I put excuses in quotes for a very deliberate reason. (Those of you who’ve worked with me will recognize how badly I HATE words in quotes, so you know it’s a major thing I am calling your attention to.)

Here’s how Webster’s defines excuse:

1a: to make apology for
b: to try to remove blame from

2: to forgive entirely or disregard as of trivial import : regard as excusable graciously excused his tardiness

3a : to grant exemption or release to was excused from jury duty
b : to allow to leave excused the class

4: to serve as excuse for : justify nothing can excuse such neglect

Look at all those weighted words! to make apology for or trivial interest or justify nothing can excuse such neglect.

Those aren’t words that help define a genuine interest. Those definitions show that the woman’s word choice was verbal warfare. By using excuse instead of reason, she set her position out there: Nothing you say will be good enough.

She also set herself up as the arbiter of what might maybe be good enough. Judge, jury, and executioner? One look at the comments and yes, she was.
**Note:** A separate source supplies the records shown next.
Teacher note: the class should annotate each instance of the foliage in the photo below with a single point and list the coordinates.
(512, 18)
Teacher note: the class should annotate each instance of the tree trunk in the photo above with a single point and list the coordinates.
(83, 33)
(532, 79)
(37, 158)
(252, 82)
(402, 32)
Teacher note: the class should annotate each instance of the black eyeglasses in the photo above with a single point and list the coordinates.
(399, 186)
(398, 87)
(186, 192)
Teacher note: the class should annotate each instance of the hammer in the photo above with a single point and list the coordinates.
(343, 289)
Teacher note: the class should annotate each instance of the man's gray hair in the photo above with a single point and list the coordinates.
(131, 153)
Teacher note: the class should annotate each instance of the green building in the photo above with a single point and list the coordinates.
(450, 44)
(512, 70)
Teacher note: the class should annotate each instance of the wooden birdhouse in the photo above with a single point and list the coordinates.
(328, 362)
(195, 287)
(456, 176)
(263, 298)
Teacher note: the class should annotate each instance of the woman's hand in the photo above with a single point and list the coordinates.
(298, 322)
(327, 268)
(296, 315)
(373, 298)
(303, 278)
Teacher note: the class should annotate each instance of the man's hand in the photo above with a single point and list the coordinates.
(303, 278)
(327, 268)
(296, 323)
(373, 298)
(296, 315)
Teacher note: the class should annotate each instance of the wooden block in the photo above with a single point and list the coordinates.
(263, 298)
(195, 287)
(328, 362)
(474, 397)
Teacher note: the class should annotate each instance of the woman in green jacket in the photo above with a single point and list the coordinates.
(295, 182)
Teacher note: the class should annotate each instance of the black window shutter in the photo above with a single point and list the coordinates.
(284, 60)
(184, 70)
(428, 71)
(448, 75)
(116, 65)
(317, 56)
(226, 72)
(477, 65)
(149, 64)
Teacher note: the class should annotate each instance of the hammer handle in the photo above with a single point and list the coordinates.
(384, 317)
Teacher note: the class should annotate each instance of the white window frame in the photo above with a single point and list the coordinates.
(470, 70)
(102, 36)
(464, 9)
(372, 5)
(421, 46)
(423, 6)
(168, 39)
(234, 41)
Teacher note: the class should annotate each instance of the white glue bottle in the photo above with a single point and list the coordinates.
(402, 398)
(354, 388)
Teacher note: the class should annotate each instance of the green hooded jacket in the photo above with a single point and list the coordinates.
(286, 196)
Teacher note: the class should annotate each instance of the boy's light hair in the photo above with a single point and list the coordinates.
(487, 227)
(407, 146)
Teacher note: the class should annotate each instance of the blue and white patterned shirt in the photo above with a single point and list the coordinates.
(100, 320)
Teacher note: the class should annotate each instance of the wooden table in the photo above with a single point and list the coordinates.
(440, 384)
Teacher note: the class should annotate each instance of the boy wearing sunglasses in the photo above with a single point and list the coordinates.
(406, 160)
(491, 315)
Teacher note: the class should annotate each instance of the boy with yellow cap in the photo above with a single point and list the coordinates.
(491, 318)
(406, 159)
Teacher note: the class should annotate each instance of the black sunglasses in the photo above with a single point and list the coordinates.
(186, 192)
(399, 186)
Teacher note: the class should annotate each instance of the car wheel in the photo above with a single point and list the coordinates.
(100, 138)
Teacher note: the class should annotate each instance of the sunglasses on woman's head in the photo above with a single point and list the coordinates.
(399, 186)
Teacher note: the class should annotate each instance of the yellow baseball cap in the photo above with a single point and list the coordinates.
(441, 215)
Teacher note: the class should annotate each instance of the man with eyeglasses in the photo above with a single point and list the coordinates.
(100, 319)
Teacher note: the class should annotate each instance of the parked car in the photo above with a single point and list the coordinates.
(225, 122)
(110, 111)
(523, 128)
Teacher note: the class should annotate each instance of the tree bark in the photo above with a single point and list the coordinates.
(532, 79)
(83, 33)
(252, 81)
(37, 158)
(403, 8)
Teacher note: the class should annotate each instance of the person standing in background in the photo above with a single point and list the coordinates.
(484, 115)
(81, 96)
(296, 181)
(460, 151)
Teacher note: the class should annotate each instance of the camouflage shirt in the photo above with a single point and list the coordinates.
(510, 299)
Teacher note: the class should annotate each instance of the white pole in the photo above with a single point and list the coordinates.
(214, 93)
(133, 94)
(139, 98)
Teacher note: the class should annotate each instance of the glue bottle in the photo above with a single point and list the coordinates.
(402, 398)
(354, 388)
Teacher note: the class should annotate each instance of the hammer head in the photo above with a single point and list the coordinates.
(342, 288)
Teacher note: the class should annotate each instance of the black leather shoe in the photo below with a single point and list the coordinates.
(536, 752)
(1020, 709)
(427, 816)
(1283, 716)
In your fiction, look out for words like these, words that are loaded with more meaning than you maybe intend them to have. Be aware of how words and phrases show your — yes, you, the author! — perspective, politics, and worldview. Stay alert for how these words can undermine your entire meaning, your character’s authenticity, or even the reader’s experience.

Because no reader likes to be bullied. But when you’re asked for an excuse instead of a reason, no matter how well-intentioned the rest of the request is, you’re only setting yourself up if you answer.

Stay alert. In real life and in your fiction. Be on the lookout for the language that divides us and stirs up the art of verbal warfare.